ELF: An Extensive, Lightweight and Flexible Platform for Game Research

Overview

ELF is an Extensive, Lightweight and Flexible platform for game research, in particular for real-time strategy (RTS) games. On the C++-side, ELF hosts multiple games in parallel with C++ threading. On the Python side, ELF returns one batch of game state at a time, making it very friendly for modern RL. In comparison, other platforms (e.g., OpenAI Gym) wraps one single game instance with one Python interface. This makes concurrent game execution a bit complicated, which is a requirement of many modern reinforcement learning algorithms.

For research on RTS games, ELF comes with an fast RTS engine, and three concrete environments: MiniRTS, Capture the Flag and Tower Defense. MiniRTS has all the key dynamics of a real-time strategy game, including gathering resources, building facilities and troops, scouting the unknown territories outside the perceivable regions, and defend/attack the enemy. User can access its internal representation and can freely change the game setting.

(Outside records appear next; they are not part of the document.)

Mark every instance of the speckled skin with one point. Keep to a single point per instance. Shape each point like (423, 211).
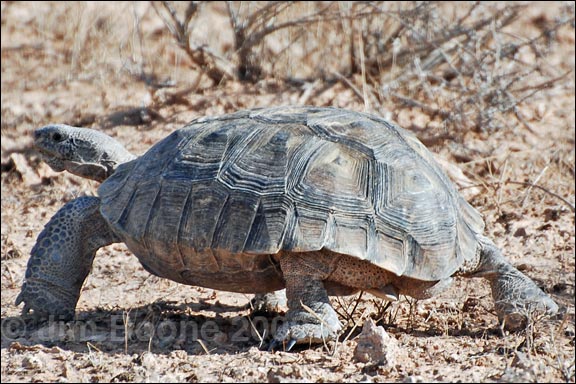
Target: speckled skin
(318, 201)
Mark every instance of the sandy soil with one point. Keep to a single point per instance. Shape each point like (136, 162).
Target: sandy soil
(132, 326)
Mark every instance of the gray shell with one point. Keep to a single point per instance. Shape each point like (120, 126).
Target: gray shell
(220, 195)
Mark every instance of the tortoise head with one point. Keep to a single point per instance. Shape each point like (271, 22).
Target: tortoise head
(81, 151)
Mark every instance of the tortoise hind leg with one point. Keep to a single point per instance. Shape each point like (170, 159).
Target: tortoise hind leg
(62, 258)
(517, 298)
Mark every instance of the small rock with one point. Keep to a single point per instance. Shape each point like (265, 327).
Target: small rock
(375, 345)
(32, 362)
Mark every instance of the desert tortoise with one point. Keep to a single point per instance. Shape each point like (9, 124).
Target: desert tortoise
(320, 201)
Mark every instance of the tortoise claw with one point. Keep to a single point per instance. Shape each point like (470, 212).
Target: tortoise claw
(286, 346)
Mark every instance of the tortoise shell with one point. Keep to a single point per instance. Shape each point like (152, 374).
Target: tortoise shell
(216, 202)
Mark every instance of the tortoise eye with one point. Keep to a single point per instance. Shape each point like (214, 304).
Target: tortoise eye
(56, 136)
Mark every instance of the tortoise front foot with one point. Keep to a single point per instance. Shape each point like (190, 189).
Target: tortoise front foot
(518, 301)
(269, 302)
(303, 327)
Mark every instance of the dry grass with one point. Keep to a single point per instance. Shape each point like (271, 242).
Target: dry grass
(489, 86)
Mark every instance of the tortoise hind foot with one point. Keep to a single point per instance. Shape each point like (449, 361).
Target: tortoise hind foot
(316, 324)
(269, 302)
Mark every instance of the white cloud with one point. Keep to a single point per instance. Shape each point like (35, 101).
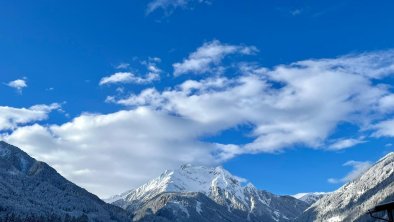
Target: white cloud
(384, 128)
(128, 77)
(345, 143)
(18, 84)
(288, 105)
(153, 74)
(301, 103)
(209, 56)
(120, 150)
(168, 6)
(123, 65)
(358, 169)
(11, 117)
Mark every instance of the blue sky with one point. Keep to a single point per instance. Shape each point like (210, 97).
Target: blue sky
(283, 93)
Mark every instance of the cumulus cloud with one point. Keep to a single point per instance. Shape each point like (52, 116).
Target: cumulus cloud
(301, 103)
(358, 169)
(168, 6)
(384, 128)
(288, 105)
(122, 65)
(128, 77)
(11, 117)
(18, 84)
(153, 74)
(120, 150)
(207, 58)
(345, 143)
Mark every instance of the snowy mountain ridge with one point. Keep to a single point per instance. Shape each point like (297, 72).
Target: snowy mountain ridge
(220, 186)
(354, 199)
(310, 198)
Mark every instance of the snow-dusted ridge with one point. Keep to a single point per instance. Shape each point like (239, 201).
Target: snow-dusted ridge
(311, 197)
(217, 184)
(354, 199)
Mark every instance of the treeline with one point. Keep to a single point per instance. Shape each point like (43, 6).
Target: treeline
(11, 217)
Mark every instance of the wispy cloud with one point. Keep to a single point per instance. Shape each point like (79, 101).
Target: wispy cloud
(285, 106)
(345, 143)
(18, 84)
(358, 169)
(11, 117)
(153, 74)
(208, 57)
(168, 6)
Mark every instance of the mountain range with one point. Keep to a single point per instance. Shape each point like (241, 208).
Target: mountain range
(31, 190)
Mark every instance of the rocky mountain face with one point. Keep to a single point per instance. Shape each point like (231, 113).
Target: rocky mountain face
(33, 191)
(196, 193)
(310, 198)
(352, 201)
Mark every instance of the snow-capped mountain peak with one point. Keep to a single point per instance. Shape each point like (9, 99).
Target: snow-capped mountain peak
(310, 198)
(215, 183)
(187, 178)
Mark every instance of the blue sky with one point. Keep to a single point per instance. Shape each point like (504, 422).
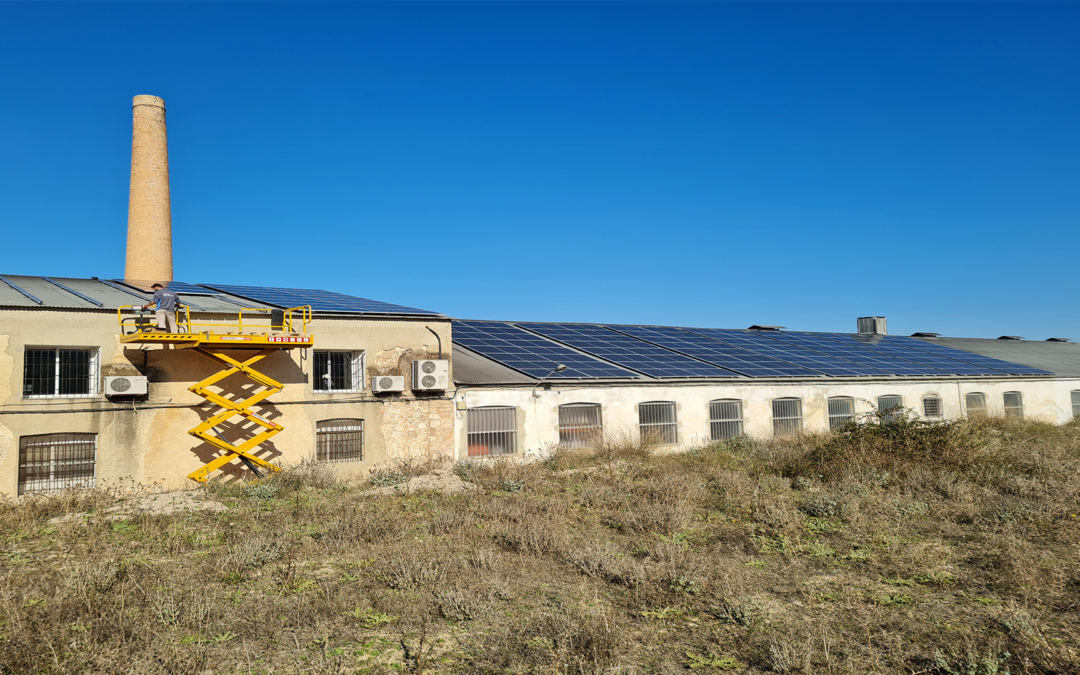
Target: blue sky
(703, 164)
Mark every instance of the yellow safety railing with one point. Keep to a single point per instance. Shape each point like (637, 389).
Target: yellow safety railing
(295, 320)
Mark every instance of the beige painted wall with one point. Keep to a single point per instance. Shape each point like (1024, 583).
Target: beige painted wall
(1047, 399)
(148, 442)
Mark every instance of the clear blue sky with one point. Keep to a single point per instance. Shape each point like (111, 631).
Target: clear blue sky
(704, 164)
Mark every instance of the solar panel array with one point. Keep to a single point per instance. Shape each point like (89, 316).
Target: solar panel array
(529, 353)
(626, 351)
(671, 352)
(320, 300)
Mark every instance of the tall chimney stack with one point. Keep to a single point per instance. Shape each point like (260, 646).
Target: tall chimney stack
(149, 213)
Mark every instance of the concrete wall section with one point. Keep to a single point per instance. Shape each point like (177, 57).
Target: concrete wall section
(147, 441)
(538, 427)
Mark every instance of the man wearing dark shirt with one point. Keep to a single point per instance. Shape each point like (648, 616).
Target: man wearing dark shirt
(167, 301)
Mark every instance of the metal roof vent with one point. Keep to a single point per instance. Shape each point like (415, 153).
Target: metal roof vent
(873, 325)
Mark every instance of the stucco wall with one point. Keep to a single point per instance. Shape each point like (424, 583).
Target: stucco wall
(538, 426)
(147, 442)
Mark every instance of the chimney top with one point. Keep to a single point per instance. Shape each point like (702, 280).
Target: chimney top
(147, 99)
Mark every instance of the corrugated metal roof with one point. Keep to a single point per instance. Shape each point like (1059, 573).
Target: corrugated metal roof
(1062, 359)
(471, 368)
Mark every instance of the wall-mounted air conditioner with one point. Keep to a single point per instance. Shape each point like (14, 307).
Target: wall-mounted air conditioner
(125, 386)
(431, 375)
(382, 383)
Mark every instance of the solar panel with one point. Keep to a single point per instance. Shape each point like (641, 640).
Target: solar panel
(791, 353)
(958, 354)
(529, 353)
(626, 351)
(861, 354)
(178, 286)
(879, 345)
(731, 356)
(320, 300)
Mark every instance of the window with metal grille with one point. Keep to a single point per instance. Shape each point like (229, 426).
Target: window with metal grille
(491, 431)
(339, 441)
(658, 423)
(786, 416)
(59, 373)
(890, 407)
(975, 402)
(338, 372)
(579, 424)
(841, 409)
(56, 461)
(932, 407)
(1014, 404)
(725, 418)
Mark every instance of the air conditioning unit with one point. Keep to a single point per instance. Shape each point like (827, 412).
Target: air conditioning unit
(431, 375)
(125, 386)
(382, 383)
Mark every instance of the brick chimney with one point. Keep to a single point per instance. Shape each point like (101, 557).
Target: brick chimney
(149, 212)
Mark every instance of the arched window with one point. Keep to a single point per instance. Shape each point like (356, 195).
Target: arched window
(1014, 404)
(658, 422)
(931, 406)
(491, 430)
(339, 441)
(890, 407)
(840, 409)
(786, 416)
(579, 424)
(725, 418)
(975, 403)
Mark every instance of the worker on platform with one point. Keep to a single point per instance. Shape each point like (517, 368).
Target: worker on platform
(167, 301)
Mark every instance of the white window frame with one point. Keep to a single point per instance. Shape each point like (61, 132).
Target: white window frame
(503, 418)
(358, 359)
(719, 419)
(941, 406)
(837, 419)
(1013, 410)
(889, 417)
(977, 409)
(94, 372)
(329, 432)
(576, 430)
(787, 426)
(655, 429)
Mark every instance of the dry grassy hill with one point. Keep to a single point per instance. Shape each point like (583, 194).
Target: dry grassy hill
(905, 548)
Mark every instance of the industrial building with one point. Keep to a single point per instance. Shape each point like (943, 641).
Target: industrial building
(261, 376)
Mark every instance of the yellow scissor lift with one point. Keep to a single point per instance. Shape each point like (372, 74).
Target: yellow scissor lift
(286, 329)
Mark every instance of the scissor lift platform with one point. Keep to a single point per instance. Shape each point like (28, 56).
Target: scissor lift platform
(287, 331)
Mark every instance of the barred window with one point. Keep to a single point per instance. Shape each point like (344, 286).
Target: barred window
(579, 424)
(786, 416)
(339, 441)
(840, 410)
(725, 418)
(338, 372)
(975, 403)
(59, 373)
(1014, 404)
(491, 431)
(890, 407)
(658, 423)
(932, 407)
(56, 461)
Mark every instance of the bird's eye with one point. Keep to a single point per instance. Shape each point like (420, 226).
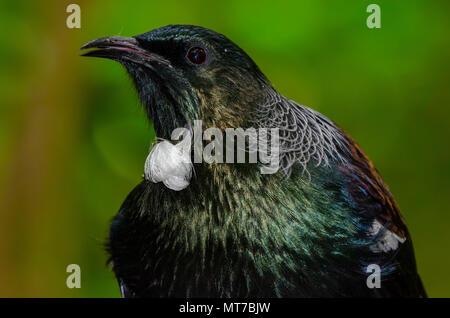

ELF has the following characteristics:

End-to-End: ELF offers an end-to-end solution to game research. It provides miniature real-time strategy game environments, concurrent simulation, intuitive APIs, web-based visualzation, and also comes with a reinforcement learning backend empowered by Pytorch with minimal resource requirement.
Extensive: Any game with C/C++ interface can be plugged into this framework by writing a simple wrapper. As an example, we already incorporate Atari games into our framework and show that the simulation speed per core is comparable with single-core version, and is thus much faster than implementation using either multiprocessing or Python multithreading. In the future, we plan to incorporate more environments, e.g., DarkForest Go engine.
Lightweight: ELF runs very fast with minimal overhead. ELF with a simple game (MiniRTS) built on RTS engine runs 40K frame per second per core on a MacBook Pro. Training a model from scratch to play MiniRTS takes a day on 6 CPU + 1 GPU.
Flexible: Pairing between environments and actors is very flexible, e.g., one environment with one agent (e.g., Vanilla A3C), one environment with multiple agents (e.g., Self-play/MCTS), or multiple environment with one actor (e.g., BatchA3C, GA3C). Also, any game built on top of the RTS engine offers full access to its internal representation and dynamics. Besides efficient simulators, we also provide a lightweight yet powerful Reinforcement Learning framework. This framework can host most existing RL algorithms. In this open source release, we have provided state-of-the-art actor-critic algorithms, written in PyTorch.

Documentation

Check here for detailed documentation. You can also compile your version in ./doc using sphinx.

Basic Usage

ELF is very easy to use. The initialization looks like the following:

# We run 1024 games concurrently.
num_games = 1024

# Wait for a batch of 256 games.
batchsize = 256  

# The return states contain key 's', 'r' and 'terminal'
# The reply contains key 'a' to be filled from the Python side.
# The definitions of the keys are in the wrapper of the game.  
input_spec = dict(s='', r='', terminal='')
reply_spec = dict(a='')

context = Init(num_games, batchsize, input_spec, reply_spec)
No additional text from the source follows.